Hungary: Central Bank decides to keep rate at record-low again
September 23, 2014
The Central Bank kept the base rate at the record low level of 2.10% for a second consecutive month at its 23 September monetary policy meeting. This decision was widely expected by market analysts.
In the accompanying statement, the Central Bank said that the current level of the base rate is consistent with the Bank’s 3.0% inflation rate target. Furthermore, the Bank stated that this rate is also supportive of the real economy. The Bank noted that it expects inflation to be close to zero this year, due to ongoing low inflation in international markets, low commodity prices, subdued domestic demand, and a drop in energy prices. Furthermore, the Bank expects inflation to remain low “for a sustained period” before approaching its target rate in the medium term.
The Bank affirmed that, “economic growth is likely to continue,” even though the sanctions against Russia and the countersanctions are slowing down external demand slightly. Improving domestic demand is seen as the main driver of economic growth in the medium term. Investment is expected to grow due to the Funding for Growth Scheme and increased use of EU funding. The Bank expects private consumption to be boosted by an improving labor market and rising real income. In addition, the Bank expects that recent modifications in the legislation on household loans will increase households’ net financial assets.
Regarding its external position, the Bank noted that the current account surplus is expected to remain high due to solid trade surpluses over the coming years.
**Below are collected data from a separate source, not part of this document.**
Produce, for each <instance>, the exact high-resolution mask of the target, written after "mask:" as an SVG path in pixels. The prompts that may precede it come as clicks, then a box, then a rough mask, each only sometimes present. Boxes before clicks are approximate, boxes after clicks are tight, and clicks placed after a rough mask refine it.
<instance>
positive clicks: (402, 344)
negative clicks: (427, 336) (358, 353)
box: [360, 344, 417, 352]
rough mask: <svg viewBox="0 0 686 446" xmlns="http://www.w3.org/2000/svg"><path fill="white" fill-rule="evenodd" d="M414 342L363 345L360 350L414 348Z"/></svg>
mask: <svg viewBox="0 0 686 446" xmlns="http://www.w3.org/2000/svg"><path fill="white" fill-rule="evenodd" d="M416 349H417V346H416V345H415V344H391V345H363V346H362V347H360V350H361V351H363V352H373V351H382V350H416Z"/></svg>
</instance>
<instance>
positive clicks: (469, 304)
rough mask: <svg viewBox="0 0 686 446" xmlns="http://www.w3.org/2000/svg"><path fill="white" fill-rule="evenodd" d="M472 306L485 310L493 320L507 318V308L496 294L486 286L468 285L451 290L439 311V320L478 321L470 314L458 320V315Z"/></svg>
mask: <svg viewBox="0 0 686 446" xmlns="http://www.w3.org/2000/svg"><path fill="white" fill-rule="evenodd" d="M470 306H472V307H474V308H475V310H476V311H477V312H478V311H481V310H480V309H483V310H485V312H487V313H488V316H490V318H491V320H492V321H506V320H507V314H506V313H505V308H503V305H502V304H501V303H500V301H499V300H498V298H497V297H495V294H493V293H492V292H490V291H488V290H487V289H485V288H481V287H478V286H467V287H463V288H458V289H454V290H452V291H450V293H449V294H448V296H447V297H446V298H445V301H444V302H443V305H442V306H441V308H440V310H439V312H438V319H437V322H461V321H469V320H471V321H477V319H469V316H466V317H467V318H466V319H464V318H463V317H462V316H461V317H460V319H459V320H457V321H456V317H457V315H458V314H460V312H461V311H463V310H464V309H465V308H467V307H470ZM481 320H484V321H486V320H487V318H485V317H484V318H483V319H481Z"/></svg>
Furthermore, the Bank stated that, “Hungary’s persistently high external financing capacity and the resulting decline in external debt have contributed to the reduction in its vulnerability.”
The Bank identified three key risks that could influence its future monetary policy stance. Weaker-than-expected growth among Hungary’s trading partners would lead to lower inflation, thus giving room for looser monetary policy. Conversely, international central banks tightening their monetary policy earlier than expected, and stronger-than-expected domestic demand could lead to a tighter monetary policy stance. Nevertheless, the Bank reaffirmed its expectation to maintain a loose monetary policy stance for an extended period of time. The next monetary policy meeting is scheduled for 28 October.